Two sons of Prince Knaud of Denmark were stripped of their princely title and inheritance and removed from the line of succession to the Danish throne for taking a commoner spouse. But they lived a happy life.

This story of love from star-crossed lovers or those who have been bound by different social classes and contrasting beliefs is also prevalent in Interfaith relationship. It's another costly affair that can make or break one's principles in life. Depends on the magnitude of emotions and balance of judgment, one will have to make a painful decision in life: either give up love or live a day to fight for it.

The most popular case is often on the contrasting belief. Like Edward and Wallis, a couple separated by different religious practices might also be confronted with the same difficult decision-making that requires a deep discernment process.

The roots of other religious belief on prohibiting their flock from involving into an interfaith relationship might be from the book of Deuteronomy in the old testament:

Deuteronomy 7:3-4
"You shall not intermarry with them, giving your daughters to their sons, or your sons to their daughters, for they would turn away your sons from following me and serve with another god".

The Roman Catholic Church also observed the above verse but had been sanitized to be more realistic in human life. As church is not a structure but a flock, it evolved as centuries turned to suit with the call of times.

Its position on interfaith marriages has evolved. Unlike popular public opinion that Catholics are not prohibited to marry someone from other religious group, the truth is Catholics are being prohibited through the decree of Tametsi issued by the Council of Trent in 1563.

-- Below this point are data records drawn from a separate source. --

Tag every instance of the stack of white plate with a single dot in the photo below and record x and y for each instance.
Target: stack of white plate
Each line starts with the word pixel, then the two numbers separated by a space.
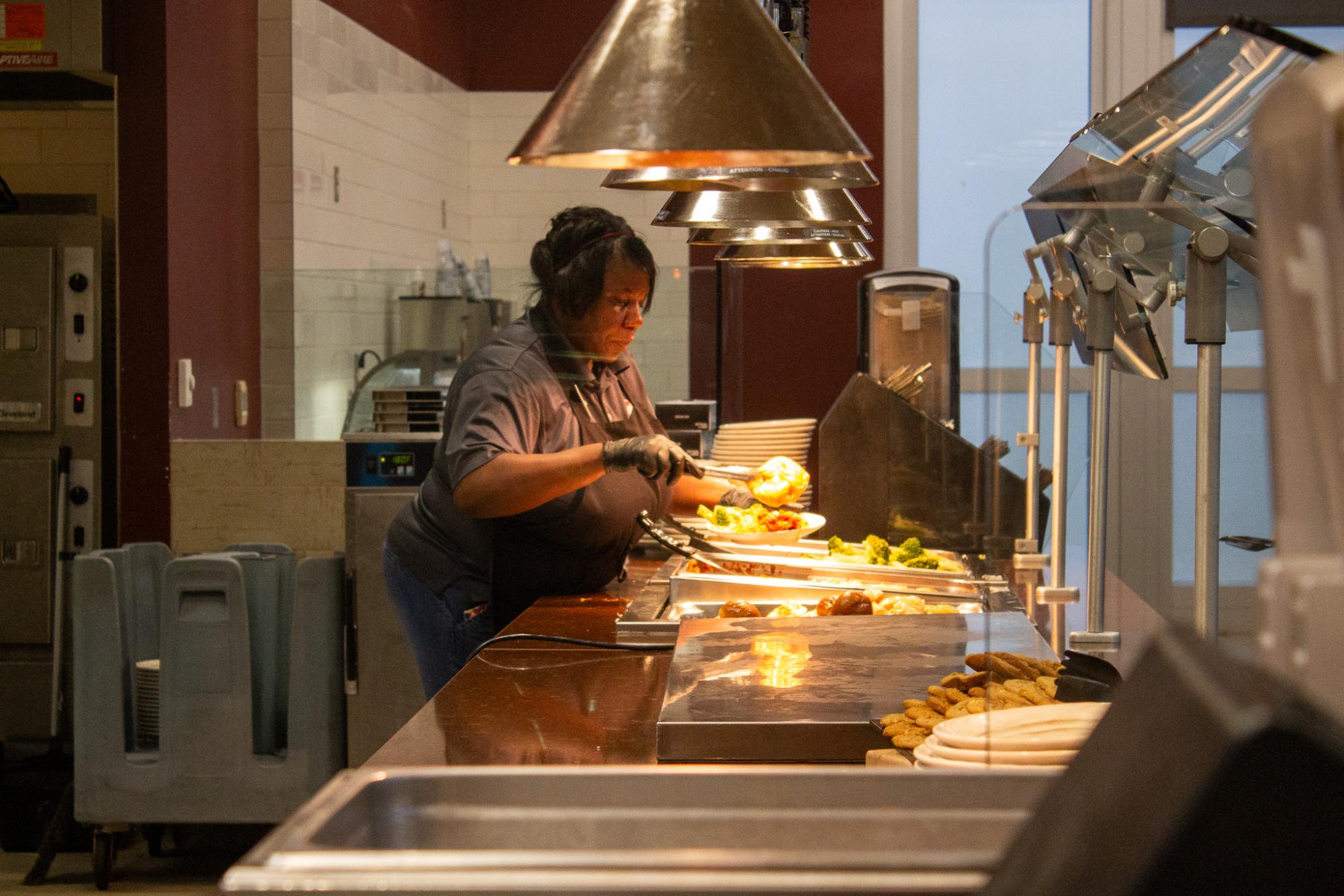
pixel 1024 741
pixel 147 705
pixel 753 444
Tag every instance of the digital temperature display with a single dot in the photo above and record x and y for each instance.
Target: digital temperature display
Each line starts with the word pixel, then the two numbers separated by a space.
pixel 398 464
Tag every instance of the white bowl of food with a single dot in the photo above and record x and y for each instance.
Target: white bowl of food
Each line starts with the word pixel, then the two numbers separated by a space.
pixel 760 525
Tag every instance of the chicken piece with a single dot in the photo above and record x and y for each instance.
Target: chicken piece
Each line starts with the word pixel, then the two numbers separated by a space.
pixel 778 482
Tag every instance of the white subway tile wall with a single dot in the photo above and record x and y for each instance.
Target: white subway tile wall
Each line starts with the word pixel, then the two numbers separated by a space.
pixel 418 161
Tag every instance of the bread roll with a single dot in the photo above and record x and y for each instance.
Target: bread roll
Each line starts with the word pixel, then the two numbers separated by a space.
pixel 851 604
pixel 738 611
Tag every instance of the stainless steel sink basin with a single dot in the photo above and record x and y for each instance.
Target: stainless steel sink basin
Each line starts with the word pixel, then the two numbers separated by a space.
pixel 643 830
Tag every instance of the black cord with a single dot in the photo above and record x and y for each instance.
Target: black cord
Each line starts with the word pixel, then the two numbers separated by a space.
pixel 555 639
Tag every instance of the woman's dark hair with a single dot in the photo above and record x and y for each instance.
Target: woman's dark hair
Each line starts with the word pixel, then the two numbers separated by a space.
pixel 570 261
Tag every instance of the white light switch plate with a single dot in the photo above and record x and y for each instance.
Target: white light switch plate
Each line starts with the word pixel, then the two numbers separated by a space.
pixel 186 384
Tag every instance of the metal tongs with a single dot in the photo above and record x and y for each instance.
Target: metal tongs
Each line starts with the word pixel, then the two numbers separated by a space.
pixel 671 545
pixel 735 474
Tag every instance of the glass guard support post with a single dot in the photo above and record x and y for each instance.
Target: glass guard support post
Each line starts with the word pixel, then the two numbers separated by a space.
pixel 1101 341
pixel 1027 558
pixel 1032 334
pixel 1206 328
pixel 1062 338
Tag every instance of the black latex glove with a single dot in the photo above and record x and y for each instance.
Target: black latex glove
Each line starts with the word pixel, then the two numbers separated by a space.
pixel 656 457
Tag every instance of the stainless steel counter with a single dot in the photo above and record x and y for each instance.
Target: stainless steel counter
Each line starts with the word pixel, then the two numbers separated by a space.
pixel 643 831
pixel 803 690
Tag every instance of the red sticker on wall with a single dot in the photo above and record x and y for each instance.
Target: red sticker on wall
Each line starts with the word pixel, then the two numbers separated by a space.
pixel 24 21
pixel 28 61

However, succeeding Popes made some revision on the promulgation to make the church appear more human, pointing to what the book of Deuteronomy referred only as those heretics and Atheists (those who don't believe that God exists) whom Catholics should not marry.  As the church expanded in later centuries, the requirements to marry among Catholics became part of the Canon Law or the Church Law.

Catholics are currently permitted to marry someone from other religion provided they will seek permission from a bishop in their diocese, who will then begin the process of dispensation from disparity of cult (different worship) and determine later if the marriage can proceed.

Asking why the Pope can revise some practices, it is based on his role as supreme head of the universal church, successor of St.Peter and Vicar of Christ where he could not be deemed mistaken when giving a decree to the law of the church.

This role of Peter and his successors has scripture basis in the book of Matthew 16:18-20: And I say this to you, you are Peter and upon this rock I will build my church and the gates of hell shall not prevail against it and I will give you the keys of heaven. Whatever you will bind in earth shall be bound in heaven and whatever you loose in earth shall loose in heaven".

This is a very complicated topic to discuss in this season of love. So I will just end it up here 😊 Going back to Edward VIII, later in his life when he was asked if he made the right decision of chosing Wallis Simpson over the British throne, his answer had been always yes.

Edward died in 1972 from throat cancer and was brought back to England to bury at Windsor Castle. His wife died in 1986. But until then, she was not received with dignity by the British royal family for creating an acrimonious crisis in 1936.

Such a great story of undying love, fighting odds to defy convention.

Indeed, one must give up something to take a part from another and make it a whole. One must take a highest form of self-sacrifice to conquer odds in love. After all, we live today, we live everyday and not tomorrow or the next day. Life is happening now. So let's live for the moment. Whatever life may bring ahead, at least we live for the day and enjoy the moment we spend with someone whom we feel comfortable talking or sharing stories with. That's life and the essence of Valentine's day.

             Happy Hearts Day everyone!